It’s the time of year when most companies are thinking about brightening up the workplace with a little bit of festive sparkle.
Someone, let’s call him Noel, is despatched to dig out the ‘Christmas’ box from the back of the stationary cupboard and the task of untangling the lights begins. But, there’s a nagging doubt. Hasn’t there been something, somewhere about the dangers of Christmas tree lights? Putting up decorations?
So, before the office Grinch appears, muttering ominously about PAT testing Christmas lights and needing someone ‘qualified’ to deck the halls, we thought we’d give you some good old DCP S&T advice to put your minds at ease.
Urban Myth 1 – You can’t put up Christmas decorations in the office – it’s ‘ealth and safety!
Wrong! Of course you can. And you don’t need a certificate to do it, either – just the proper tools for the job – ie using a suitable step ladder rather than trying to balance precariously on spinning, office wheelie chairs when trying to put the fairy on the top of the tree.
Urban Myth 2 – Indoor Christmas tree lights have to be PAT tested – annually!
Not true! Low risk items like indoor Christmas tree lights don’t need annual testing. What they do need is a thorough check for any obvious signs of damage when they emerge from storage. If any problems are spotted then it’s time to get them PAT tested – or take a trip to the shops to buy some new ones. Oh, and ensure that the last person out of the office at the end of the day, switches them off. No point in wasting electricity!
Urban Myth 3 – Don’t clear any snow – you could be sued!
For some reason we associate snow with Christmas despite the fact that it’s more likely to hit in the new year.
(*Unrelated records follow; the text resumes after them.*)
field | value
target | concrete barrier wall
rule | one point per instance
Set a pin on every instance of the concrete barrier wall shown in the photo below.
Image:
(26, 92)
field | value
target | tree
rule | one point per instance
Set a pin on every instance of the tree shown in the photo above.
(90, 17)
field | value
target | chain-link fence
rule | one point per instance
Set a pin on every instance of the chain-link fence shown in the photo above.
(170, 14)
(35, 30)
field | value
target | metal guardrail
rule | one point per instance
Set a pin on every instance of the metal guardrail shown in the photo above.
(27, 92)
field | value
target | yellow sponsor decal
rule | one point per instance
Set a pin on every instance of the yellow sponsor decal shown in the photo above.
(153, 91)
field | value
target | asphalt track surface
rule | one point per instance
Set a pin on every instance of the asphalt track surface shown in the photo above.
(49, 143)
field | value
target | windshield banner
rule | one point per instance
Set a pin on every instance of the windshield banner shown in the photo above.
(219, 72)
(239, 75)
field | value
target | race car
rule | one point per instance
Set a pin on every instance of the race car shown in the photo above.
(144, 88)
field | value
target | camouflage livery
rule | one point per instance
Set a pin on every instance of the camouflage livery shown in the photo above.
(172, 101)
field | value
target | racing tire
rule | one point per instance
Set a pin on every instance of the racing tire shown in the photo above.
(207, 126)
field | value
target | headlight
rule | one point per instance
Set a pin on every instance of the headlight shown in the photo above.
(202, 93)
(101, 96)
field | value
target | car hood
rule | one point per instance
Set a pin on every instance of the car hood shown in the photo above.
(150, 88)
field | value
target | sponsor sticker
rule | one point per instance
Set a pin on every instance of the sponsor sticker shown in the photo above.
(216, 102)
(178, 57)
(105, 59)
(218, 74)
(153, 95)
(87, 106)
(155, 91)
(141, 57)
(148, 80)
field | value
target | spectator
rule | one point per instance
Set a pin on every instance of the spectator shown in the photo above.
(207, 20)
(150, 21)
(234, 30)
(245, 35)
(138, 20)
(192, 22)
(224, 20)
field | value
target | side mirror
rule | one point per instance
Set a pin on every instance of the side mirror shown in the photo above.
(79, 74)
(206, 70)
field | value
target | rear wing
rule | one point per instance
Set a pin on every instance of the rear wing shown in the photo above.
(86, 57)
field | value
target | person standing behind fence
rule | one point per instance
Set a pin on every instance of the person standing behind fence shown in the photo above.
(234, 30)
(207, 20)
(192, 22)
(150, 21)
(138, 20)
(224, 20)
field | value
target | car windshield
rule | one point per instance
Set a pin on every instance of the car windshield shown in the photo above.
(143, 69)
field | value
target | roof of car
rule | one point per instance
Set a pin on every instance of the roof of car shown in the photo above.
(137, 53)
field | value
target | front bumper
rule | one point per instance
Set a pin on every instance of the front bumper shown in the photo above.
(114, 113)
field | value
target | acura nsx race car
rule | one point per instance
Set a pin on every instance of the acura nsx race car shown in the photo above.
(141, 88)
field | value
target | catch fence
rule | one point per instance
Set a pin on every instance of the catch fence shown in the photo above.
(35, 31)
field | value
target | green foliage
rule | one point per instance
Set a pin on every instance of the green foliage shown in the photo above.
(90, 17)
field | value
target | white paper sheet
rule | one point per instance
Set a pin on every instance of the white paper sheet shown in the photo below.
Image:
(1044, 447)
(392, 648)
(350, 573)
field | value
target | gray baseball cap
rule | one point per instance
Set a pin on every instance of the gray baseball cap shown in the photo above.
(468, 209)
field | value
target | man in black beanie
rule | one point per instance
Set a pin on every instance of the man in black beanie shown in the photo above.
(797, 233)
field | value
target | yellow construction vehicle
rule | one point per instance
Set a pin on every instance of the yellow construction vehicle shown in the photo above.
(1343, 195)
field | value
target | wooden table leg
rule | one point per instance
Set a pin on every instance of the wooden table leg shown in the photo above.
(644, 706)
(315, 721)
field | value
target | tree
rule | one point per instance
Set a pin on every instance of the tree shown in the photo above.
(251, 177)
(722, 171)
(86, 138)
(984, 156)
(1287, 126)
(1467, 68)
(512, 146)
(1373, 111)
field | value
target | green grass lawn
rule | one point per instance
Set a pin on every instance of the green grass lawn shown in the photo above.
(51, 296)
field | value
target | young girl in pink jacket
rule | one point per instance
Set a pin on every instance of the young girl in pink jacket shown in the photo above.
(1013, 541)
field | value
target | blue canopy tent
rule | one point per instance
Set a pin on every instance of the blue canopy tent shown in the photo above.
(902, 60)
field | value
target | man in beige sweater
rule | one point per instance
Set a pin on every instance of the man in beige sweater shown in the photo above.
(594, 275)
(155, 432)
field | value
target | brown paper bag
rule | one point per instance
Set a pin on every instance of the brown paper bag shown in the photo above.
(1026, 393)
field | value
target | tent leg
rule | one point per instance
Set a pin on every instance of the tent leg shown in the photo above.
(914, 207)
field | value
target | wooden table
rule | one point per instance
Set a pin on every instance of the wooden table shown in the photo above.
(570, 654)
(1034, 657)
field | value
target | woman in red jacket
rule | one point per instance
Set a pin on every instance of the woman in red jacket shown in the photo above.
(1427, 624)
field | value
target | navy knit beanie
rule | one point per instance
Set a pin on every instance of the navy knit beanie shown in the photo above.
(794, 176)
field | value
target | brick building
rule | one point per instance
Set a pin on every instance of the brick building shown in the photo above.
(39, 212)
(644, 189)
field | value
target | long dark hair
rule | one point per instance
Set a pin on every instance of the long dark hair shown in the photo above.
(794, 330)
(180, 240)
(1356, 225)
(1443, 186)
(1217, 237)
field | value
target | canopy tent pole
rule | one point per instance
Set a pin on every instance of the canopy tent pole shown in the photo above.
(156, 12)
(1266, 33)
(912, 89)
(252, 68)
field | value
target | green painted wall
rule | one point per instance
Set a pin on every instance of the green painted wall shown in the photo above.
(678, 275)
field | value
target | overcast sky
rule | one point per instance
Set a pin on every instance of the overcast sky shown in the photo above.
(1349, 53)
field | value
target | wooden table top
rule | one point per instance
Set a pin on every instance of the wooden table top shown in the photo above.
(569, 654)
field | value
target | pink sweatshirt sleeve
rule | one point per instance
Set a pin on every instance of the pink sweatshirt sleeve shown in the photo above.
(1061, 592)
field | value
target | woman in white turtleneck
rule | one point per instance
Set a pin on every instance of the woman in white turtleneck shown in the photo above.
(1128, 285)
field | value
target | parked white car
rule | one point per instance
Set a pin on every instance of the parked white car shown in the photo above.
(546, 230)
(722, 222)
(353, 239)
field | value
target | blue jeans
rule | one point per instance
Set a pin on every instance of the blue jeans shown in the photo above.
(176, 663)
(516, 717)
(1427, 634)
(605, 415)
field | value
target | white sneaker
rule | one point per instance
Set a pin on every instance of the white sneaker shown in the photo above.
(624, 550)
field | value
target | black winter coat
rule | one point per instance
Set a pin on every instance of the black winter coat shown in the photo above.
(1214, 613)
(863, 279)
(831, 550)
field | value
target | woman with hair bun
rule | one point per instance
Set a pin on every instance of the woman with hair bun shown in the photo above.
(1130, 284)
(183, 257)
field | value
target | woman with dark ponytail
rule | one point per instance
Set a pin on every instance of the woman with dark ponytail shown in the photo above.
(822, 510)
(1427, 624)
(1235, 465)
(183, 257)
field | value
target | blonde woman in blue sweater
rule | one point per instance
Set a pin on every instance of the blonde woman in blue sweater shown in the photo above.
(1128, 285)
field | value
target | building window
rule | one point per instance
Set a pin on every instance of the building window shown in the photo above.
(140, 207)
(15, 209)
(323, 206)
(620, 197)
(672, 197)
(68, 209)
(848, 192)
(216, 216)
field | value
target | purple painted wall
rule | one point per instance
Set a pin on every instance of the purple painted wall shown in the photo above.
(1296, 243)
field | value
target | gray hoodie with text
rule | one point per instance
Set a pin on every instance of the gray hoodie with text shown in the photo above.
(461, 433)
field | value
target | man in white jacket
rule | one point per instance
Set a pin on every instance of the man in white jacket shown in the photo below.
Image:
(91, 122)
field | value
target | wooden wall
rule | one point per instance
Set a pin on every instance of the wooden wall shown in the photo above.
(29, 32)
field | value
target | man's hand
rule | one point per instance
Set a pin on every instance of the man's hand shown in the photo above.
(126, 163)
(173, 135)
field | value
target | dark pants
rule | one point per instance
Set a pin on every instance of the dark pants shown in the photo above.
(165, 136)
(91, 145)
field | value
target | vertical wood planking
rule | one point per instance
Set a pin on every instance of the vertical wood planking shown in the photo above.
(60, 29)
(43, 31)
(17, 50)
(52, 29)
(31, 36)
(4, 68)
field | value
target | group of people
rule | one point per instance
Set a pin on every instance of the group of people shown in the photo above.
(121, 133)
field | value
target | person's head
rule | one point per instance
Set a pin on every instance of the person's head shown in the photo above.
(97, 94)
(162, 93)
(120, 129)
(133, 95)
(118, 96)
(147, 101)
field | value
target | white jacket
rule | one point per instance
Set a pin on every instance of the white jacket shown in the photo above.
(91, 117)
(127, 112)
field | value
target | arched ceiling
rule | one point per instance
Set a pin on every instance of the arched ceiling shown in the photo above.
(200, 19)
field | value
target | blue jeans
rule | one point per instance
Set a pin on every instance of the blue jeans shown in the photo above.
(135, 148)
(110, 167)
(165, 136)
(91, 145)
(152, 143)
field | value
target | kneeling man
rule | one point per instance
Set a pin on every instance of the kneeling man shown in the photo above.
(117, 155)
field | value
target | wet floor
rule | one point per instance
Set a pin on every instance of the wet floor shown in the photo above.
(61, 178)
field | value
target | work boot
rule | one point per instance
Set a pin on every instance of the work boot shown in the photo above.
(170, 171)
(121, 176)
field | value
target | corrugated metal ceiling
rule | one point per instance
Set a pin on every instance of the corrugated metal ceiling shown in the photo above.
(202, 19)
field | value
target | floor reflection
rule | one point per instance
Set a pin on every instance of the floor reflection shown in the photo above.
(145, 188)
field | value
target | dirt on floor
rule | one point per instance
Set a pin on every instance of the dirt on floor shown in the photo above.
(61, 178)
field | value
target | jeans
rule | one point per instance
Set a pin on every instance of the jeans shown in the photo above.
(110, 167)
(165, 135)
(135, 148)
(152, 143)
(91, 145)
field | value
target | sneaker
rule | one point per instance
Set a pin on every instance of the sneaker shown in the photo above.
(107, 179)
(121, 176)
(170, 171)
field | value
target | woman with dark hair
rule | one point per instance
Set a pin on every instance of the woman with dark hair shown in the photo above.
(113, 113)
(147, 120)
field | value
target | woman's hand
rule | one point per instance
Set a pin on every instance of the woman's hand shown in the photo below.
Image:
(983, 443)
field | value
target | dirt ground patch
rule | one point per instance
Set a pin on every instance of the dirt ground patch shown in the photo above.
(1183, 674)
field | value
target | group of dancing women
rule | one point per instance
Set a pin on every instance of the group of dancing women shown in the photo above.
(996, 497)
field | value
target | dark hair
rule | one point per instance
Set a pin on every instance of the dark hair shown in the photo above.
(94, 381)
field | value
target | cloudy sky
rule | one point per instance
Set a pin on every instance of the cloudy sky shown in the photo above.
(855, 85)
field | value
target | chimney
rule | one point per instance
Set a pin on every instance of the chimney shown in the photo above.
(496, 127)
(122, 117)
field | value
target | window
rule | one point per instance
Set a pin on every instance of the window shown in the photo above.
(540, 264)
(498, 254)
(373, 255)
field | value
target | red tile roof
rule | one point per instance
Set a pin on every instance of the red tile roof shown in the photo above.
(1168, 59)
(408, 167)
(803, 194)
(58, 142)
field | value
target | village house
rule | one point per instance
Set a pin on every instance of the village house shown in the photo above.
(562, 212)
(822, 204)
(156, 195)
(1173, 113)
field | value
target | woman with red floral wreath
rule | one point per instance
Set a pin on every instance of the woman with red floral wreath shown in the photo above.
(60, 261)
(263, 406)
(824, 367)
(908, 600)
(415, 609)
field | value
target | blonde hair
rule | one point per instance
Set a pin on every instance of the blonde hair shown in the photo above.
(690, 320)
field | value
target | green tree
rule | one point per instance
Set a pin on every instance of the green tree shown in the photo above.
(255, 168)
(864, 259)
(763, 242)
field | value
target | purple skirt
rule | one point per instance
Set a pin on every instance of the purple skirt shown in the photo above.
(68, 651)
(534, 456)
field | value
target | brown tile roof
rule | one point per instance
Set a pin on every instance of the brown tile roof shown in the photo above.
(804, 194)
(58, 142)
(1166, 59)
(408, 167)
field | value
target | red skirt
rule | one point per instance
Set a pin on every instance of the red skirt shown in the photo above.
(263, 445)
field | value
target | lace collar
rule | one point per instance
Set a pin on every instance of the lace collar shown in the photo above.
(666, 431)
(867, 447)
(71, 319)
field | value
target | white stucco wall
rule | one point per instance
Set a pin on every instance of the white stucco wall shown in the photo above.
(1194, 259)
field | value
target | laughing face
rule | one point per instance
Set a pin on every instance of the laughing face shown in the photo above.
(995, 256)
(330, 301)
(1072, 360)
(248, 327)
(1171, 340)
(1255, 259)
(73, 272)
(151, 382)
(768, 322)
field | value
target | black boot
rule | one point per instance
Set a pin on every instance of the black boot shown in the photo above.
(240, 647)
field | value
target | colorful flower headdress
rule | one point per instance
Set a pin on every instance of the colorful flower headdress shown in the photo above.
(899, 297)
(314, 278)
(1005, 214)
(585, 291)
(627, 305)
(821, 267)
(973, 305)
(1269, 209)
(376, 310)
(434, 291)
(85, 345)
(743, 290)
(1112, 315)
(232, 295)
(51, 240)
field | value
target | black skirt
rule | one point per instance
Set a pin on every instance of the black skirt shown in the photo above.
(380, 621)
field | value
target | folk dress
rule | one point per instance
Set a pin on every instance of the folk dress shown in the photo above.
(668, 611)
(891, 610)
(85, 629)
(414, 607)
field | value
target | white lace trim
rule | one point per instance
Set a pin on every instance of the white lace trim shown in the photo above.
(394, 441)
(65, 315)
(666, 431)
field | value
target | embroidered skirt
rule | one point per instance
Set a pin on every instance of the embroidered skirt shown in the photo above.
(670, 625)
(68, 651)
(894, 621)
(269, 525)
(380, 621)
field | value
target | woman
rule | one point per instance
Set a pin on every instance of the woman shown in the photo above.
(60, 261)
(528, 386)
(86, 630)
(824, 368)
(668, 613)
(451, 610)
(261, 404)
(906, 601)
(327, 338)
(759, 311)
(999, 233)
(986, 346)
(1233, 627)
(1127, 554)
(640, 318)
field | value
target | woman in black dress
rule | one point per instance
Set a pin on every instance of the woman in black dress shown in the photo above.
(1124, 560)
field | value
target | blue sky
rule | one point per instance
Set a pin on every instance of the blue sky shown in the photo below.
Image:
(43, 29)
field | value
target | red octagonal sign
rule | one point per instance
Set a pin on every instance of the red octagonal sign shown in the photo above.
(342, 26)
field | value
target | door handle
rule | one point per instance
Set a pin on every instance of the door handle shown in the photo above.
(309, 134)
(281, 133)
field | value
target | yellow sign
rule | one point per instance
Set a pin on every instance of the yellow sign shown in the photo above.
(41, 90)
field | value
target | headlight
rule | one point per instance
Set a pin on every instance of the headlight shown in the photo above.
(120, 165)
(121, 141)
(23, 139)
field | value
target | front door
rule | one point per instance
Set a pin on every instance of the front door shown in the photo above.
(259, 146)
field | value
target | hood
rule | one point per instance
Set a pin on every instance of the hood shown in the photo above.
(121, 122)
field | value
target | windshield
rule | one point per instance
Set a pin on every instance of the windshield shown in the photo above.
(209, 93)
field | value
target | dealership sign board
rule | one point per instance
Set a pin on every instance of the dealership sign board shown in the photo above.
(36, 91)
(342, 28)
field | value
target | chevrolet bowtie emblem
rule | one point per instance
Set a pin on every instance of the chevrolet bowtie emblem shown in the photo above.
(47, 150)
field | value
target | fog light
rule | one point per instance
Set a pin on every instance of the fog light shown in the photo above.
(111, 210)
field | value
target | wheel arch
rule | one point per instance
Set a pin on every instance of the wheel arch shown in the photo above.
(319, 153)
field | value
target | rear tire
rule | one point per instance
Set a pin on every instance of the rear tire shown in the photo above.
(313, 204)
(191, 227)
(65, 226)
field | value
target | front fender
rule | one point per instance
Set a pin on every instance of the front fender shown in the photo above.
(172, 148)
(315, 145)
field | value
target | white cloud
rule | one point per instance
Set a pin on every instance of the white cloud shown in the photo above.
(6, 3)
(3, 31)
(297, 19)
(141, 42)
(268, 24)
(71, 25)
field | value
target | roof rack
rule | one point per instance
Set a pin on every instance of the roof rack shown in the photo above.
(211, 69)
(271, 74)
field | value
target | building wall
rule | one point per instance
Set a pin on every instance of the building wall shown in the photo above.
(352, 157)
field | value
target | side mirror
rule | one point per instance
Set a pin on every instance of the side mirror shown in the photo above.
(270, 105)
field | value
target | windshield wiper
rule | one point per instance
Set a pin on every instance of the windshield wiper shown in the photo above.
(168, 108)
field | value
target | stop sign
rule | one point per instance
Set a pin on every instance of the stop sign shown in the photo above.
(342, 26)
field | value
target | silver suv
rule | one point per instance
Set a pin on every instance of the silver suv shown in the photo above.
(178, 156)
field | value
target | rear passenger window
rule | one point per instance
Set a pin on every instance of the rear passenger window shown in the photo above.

Regardless of when we see the white stuff, the myth exists that you will be held responsible if someone has an accident following snow clearance. HSE don’t think so, again, common sense applies. Clearing snow makes it much easier for people to get about in bad weather. Do it carefully and responsibly and there shouldn’t be a problem. The Government website gives some great guidance:-
- do it early in the day – it’s easier to move fresh, loose snow
- don’t use water – it might refreeze and turn to black ice
- use salt if possible – it will melt the ice or snow and stop it from refreezing overnight (but don’t use the salt from salting bins as this is used to keep roads clear)
- you can use ash and sand if you don’t have enough salt – it will provide grip underfoot
- pay extra attention when clearing steps and steep pathways – using more salt may help
Think of us as the Christmas fairy, spreading common sense, happiness and a little bit of humour in this season of goodwill. Happy Christmas, and you’re welcome!